Утверждение -- большая и редкая радость в наши черные, взбаламученные дни.

Большевистский самум не пощадил в своем разгуле ни быта, ни науки, ни искусства. Лавина красных сборников и пролетарских антологий ни о каком ренессансе не свидетельствует. Одни -- последние из стойких -- молчат, ибо давняя николаевская цензура, о которой повествовал в своем дневнике Никитенко, -- кроткое и доброе дитя в сравнении с красным карандашом. Другие, скрепя сердце, ушли в архивные изыскания, исследуют пушкинские многоточия, переводят, -- в этой работе хоть какая-то тень независимости, хоть остатки русской культуры забронированы от комсомольского окрика. Художественная литература в лапах новых таперов. Неудачники и кустари вылезли из всех щелей. Одних поэтов хватило бы на население губернского города. Проза -- вычурно-телеграфный код, с устремлением в зоологический натурализм фирмы Пильняк и Кo, либо бульварно-циничная эренбурговщина, -- семечки, товар дешевый и ходкий. Сотни сезонных гениев, сотни взаимно заушающих одна другую теорий. Крикливый и пестрый базар.

За рубежом -- усталость, тяжелая литературная поденщина, поток "воспоминаний", дробление рассказов на газетные отрывки. Нет своего угла, подлинный читатель обнищал, издательства после берлинского Аранжуэца переживают горькое и мутное похмелье. Мечтать ли о книге?
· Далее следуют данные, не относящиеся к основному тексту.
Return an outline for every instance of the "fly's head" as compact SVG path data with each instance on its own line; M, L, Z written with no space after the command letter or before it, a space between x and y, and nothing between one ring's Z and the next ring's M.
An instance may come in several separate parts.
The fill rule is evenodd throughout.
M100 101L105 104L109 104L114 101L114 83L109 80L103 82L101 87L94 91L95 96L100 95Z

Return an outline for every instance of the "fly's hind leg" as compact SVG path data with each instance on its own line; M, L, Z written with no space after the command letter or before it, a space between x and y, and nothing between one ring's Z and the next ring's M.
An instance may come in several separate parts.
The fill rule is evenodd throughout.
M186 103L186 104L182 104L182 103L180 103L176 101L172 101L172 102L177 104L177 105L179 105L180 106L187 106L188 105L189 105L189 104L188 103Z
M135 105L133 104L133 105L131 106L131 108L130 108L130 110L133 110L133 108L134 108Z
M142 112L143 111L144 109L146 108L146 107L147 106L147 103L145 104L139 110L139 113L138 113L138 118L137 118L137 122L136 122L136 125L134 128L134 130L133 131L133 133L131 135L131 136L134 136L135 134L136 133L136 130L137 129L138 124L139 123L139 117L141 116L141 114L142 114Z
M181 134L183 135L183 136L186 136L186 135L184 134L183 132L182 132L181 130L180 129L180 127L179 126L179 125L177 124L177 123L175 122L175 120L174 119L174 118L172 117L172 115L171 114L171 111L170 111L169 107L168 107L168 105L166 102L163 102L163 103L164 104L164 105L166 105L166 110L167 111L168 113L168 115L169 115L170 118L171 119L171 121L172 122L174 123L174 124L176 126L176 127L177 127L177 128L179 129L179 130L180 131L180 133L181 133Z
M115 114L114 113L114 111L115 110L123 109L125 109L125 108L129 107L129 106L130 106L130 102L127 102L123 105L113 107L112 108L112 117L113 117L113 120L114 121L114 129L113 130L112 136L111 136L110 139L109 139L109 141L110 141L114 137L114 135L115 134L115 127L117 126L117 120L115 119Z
И вот перед глазами -- книга мастера. Рука не отяжелела, язык -- главный герой бунинской прозы -- также полнозвучен и насыщен краской, светом и интонациями. Так легко принять и утвердить этот дар, не подводя его ни под какие словесно-критические нормы: романтизм ли это, неореализм или какой-либо другой "изм"? Пусть судят высокие спецы.

Одно несомненно ясно. У многих бормоталыциков, с чужого голоса навязывающих автору ненависть, сухость и человеконенавистничество, -- глаза, очевидно, на затылке. Писать о себе и о своем нелегко и не всегда нужно. Прочтите сдержанные и возвышенно-печальные строки пролога к книге: так не ненавидят.

* * *

О бунинском языке писали немало. Он завершен и сложен, и цветист, как многокрасочная переливающаяся парча. Читаешь и видишь.

"Редкая острота душевного зрения" -- так пишет сам художник о счастливых часах своего творчества. Острота эта находит себе великолепное выражение в той своеобразной словесной живописи, которая так присуща Бунину. Порой слово его, сгущаясь до экстракта, становится даже избыточным. Русопет американской складки, брянский мужик-делец, попавший под экватор, не словами ли автора говорит: "Стоял непрестанный шум океана, пароход медленно клало с одного бока на другой, и точно удавленники в серых саванах, с распростертыми руками, качались и дрожали возле трубы длинные парусиновые вентиляторы, жадно ловившие своими отверстиями свежесть муссона..." ("Соотечественник").

И в той же книге -- иного склада и звучания завершенная простота и успокоенность речи в апокрифе "Третьи петухи", в восточной легенде "Готами". Третья струна: ядреный, простонародный лад сатирической сказки "О дураке Емеле". Сказка эта, не вполне четкая по замыслу, выходит, правда, за пределы, очерченные прологом к книге. Но язык ее убедительно показывает, как широки и разнообразны изобразительные силы автора.

Переходя от рассказа к рассказу, так легко и свободно подчиняешься силе бунинской печали и любви. Любви? Да, конечно! "Старуха" -- служанка, незаметный и затурканный гений дома, -- мягче и любовнее ее бы и Глеб Успенский не зарисовал. "Пост", "Косцы", "Звезда любви", "Исход", "Далекое", "Преображение" -- какая любовь к России, какое чуткое внимание к тихим дням человеческой жизни в их полноте и обреченности... И если завершающие рассказ "Старуха" страницы неожиданно резки и сатирически беспощадны, то такая ненависть -- не родная ли сестра поруганной любви, встающей над щитом? Пора бы это давно понять.